The availability of basic services was on the list of criticisms and warnings received when it was announced that the prison would be built in the middle of a protected forest that belongs to an ancestral Indigenous community. Towns nearby the prison have always suffered from a lack of potable water. Residents rely on tanker trucks and the river for their water supply, and the latter has now been polluted by the prison’s runoff.
Isolation and military control
Isolation is one of the characteristics that distinguishes Encuentro from other Ecuadorian prisons. Members of the military monitor and restrict travel down the road that connects nearby towns.
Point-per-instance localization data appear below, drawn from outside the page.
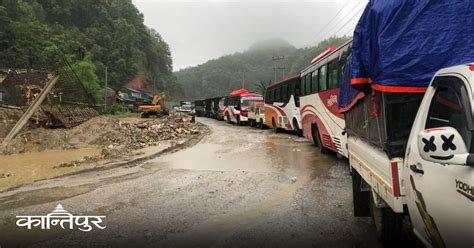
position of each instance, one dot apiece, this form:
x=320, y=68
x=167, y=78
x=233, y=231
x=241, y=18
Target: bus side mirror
x=443, y=145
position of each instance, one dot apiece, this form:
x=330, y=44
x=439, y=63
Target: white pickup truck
x=432, y=185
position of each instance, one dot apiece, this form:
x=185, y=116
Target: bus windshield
x=246, y=102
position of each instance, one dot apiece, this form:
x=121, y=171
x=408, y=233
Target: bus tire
x=317, y=139
x=275, y=127
x=388, y=224
x=360, y=199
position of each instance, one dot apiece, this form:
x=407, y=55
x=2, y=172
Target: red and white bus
x=282, y=105
x=237, y=103
x=321, y=121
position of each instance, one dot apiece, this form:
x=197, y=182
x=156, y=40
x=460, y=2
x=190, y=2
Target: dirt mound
x=8, y=118
x=117, y=135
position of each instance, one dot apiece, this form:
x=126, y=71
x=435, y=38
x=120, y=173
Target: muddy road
x=237, y=187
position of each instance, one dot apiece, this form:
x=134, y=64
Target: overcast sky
x=198, y=30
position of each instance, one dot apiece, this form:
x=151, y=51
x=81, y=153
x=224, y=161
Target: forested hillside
x=92, y=34
x=250, y=68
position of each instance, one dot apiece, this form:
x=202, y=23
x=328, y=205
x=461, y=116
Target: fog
x=198, y=31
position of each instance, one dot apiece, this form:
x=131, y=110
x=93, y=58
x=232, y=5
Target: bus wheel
x=297, y=129
x=317, y=139
x=388, y=224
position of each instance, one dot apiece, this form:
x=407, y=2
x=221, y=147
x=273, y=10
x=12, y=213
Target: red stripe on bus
x=399, y=89
x=356, y=99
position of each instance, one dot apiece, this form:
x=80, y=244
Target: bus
x=322, y=122
x=236, y=105
x=282, y=105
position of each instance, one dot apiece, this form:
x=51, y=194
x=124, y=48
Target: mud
x=236, y=187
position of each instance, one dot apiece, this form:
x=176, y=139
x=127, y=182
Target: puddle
x=29, y=167
x=34, y=197
x=253, y=152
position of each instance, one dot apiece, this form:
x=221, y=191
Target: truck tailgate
x=380, y=172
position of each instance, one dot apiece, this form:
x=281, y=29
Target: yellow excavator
x=157, y=107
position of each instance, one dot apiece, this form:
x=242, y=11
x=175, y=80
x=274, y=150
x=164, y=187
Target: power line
x=332, y=19
x=355, y=15
x=348, y=13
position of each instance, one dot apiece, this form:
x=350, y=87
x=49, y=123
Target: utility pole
x=105, y=91
x=275, y=68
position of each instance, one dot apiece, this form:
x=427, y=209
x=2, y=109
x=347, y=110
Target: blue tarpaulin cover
x=398, y=45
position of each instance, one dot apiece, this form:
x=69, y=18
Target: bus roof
x=284, y=81
x=251, y=95
x=239, y=92
x=326, y=54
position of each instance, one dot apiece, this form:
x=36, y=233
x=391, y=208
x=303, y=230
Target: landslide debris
x=116, y=135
Only inhabitants who have proven they are from the area are permitted to pass a military checkpoint. Families are not allowed to approach the facility’s perimeter nor request information on inmates. In this prison, inmates have no right to visits.
One of the few exceptions to this rule is the mayor of Guayaquil, Aquiles Álvarez, who has been incarcerated in Encuentro since February, despite never having been convicted of a crime. After outcry was raised by his family and defense team, authorities authorized a weekly video call under the supervision of penitentiary officials. After nearly four months of imprisonment, those close to him say he has lost more than 50 pounds.
The government, which denies the existence of any prison crisis or tuberculosis outbreak, justified the mayor’s drastic physical deterioration by saying that he was “watching what he eats,” according to Minister of the Interior John Reimberg. Later, those statements were qualified: officials said the mayor was carrying out a legal strategy. “Since Aquiles’ defense has not managed to get him out of jail, what do they tell him? Don’t eat. And he doesn’t want to eat,” said Reimberg.
Former vice president Jorge Glas, who was sentenced on charges of corruption and was one of the first prisoners to be transferred to the facility that authorities have dedicated to the fight against terrorism, has made similar allegations. Glas says he has not received adequate food and is suffering systematic torture.
Vivian Idrovo, coordinator of the Alliance for Human Rights Ecuador, says that prisoners have been a population that the state is willing to sacrifice. “They commit serious human rights violations to justify these cruel measures,” she says. In her eyes, the militarization of the penitentiary system has not managed to contain the advance of organized crime. “They focus on this population to cover up the inaction of the state in the fight against criminal economies, like for example, money laundering,” she says. “It is a dehumanization. The cruelty is exhibited, as if cruelty were an antidote to organized crime.”